Думай, Филипушка, думай. У тебя там внутри все задатки стать одним из нас, не противься зову плоти.
Не прощаюсь. Как надумаешь, позови, я всегда рядом. Ну, мне пора на пост, как бы нашего князя не проворонить.
— Так это его вы здесь сторожите?
— Да, вынуждены присматривать. Слишком он для нас опасен. Но, ничего, ты же знаешь, винтовкой я владею в совершенстве, — гость любовно провёл рукавом по прикладу, — и далеко он от меня не уйдёт.
Гость подошёл к священнику и ткнул своим твёрдым каменным пальцем тому в затылок:
— Вот сюда я попадаю не целясь.
Утром отец Филипп проснулся с ощущением головной боли.
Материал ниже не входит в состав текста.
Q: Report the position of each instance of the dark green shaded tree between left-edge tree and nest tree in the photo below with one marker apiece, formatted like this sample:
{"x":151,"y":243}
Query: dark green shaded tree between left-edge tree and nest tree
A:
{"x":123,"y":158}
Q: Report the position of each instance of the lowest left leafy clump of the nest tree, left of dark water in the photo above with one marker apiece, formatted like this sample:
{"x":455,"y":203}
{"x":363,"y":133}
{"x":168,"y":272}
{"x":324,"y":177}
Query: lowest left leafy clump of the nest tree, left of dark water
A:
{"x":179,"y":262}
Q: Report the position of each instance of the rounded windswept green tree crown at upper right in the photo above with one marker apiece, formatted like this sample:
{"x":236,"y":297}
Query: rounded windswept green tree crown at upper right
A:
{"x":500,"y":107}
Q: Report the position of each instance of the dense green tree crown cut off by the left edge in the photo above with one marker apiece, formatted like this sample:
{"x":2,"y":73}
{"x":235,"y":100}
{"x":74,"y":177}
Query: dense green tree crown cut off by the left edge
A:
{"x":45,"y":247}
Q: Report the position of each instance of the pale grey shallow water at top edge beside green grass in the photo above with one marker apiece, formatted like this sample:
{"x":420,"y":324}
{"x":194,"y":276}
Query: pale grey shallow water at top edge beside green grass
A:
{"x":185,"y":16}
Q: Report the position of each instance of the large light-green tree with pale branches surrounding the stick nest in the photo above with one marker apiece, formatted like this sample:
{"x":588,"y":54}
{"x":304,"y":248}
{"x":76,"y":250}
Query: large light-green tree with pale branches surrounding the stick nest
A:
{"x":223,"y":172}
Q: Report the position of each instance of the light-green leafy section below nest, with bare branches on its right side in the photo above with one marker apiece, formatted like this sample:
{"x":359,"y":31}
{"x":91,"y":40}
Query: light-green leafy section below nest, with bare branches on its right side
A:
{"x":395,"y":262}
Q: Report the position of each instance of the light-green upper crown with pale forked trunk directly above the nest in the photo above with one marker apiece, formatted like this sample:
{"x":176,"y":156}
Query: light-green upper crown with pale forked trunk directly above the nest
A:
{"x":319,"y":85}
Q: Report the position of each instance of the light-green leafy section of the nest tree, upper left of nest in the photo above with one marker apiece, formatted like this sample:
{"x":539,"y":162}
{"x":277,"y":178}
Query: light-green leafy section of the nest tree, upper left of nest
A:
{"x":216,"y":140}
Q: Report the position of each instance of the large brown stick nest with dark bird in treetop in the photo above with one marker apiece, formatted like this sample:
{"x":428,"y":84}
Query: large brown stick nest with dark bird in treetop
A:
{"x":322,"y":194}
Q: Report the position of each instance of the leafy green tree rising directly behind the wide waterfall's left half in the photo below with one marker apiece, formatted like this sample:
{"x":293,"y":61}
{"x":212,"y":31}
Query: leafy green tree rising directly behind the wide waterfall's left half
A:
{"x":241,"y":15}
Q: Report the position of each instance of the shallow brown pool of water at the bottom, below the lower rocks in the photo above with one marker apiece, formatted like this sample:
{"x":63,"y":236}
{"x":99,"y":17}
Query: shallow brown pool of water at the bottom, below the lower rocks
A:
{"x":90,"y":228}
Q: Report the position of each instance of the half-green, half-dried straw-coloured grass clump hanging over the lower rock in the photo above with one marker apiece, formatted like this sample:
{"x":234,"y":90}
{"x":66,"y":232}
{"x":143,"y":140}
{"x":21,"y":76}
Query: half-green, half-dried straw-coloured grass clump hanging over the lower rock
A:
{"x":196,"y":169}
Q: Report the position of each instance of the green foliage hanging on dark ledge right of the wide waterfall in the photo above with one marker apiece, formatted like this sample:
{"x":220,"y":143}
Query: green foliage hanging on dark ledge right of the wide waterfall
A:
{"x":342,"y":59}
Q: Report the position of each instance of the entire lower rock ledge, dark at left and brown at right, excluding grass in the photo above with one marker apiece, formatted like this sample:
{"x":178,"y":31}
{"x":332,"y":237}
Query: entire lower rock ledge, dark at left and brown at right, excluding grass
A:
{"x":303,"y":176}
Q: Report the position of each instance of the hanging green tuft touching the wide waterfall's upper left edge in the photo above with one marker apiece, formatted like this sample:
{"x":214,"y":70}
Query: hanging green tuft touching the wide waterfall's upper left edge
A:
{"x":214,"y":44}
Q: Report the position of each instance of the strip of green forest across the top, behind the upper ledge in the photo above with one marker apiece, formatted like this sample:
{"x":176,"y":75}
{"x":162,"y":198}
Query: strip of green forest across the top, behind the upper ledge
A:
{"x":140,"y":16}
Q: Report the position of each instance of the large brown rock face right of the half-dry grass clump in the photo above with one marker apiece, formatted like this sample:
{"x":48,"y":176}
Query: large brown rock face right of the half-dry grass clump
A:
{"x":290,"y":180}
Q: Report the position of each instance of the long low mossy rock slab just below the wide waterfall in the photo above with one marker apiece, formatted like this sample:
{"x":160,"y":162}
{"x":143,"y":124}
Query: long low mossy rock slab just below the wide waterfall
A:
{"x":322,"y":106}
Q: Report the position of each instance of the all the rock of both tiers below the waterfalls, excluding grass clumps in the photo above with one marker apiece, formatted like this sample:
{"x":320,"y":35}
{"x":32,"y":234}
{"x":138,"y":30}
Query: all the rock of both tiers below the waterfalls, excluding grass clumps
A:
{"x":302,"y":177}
Причём, не той привычной от давления при смене погоды, а точно кто-то взял и влепил ему во сне хорошую затрещину. Батюшка осторожно потрогал рукой затылок и нащупал порядочного размера шишку.
— Ого, — подумал отец иеромонах, — однако, где-то я во сне славно приложился. Внимательно осмотрел кровать, перетряхнул подушку и, не обнаружив ничего подозрительного, решил собираться в храм на молитву.
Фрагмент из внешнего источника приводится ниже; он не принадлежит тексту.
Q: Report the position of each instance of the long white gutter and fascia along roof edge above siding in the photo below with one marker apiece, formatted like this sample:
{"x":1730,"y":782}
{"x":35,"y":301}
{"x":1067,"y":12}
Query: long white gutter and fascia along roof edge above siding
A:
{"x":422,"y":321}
Прежде чем войти в Свято-Троицкий собор, батюшка уже по привычке глянул в сторону красноармейца с винтовкой. Увидел, снова дотронулся до затылка:
— Бред какой-то, не может такого быть. С другой стороны, это же Петербург, и здесь может быть всё что угодно.
Он подошёл к мощам святого Александра Невского. Приложился, и вдруг быстро — быстро, точно опасаясь, что кто-нибудь помешает, прошептал:
— Князь! Будь осторожен! Будешь выходить из храма, ради всего святого, не поворачивайся спиной к чёрному воину с винтовкой в руках. Он без промаха стреляет в затылок. Пожалуйста, берегись, без тебя нам никак.
Через час батюшка уже спешил на Московский вокзал, снова восхищался комфортабельным Сапсаном. Он сидел у окна и смотрел на мелькающие дома, деревья, людей, автомобили. Ещё он вспоминал свой, то ли сон, то ли видение, и необъяснимое чувство жалости наполняло его. Оно зарождалось где-то в груди, поднималось вверх и, собираясь в горле, душило и не давало дышать. Если бы не слёзы.
Что же мы делаем? Сколько искренних и честных погибло, заблудившись в попытках докопаться до истины, смысла и цели жизни, а сколько ещё погибнет, из ангелов превратившись в бесов?
Отец Филипп продолжал глядеть в окно и вдруг прямо перед собой увидел будущую икону Александра Невского. На ней князь, точно часовой, стоит и смотрит прямо перед собой. Его левая рука опирается на рукоять большого двуручного меча, в правой руке -восьмиконечный крест. Всё так, — согласился батюшка, — князь он на то и князь, чтобы носить меч. Иначе как остановишь чёрного воина. И обязательно крест, без него не остановишь себя в желании следовать вслед чёрному ангелу.
Слёзы прекратились сами собой, так же внезапно, как и подступили. Он вновь ощутил покой, как тогда в храме возле мощей святого князя. Откинулся головой на спинку кресла и даже не заметил, как задремал под мерный стук колёс Сапсана.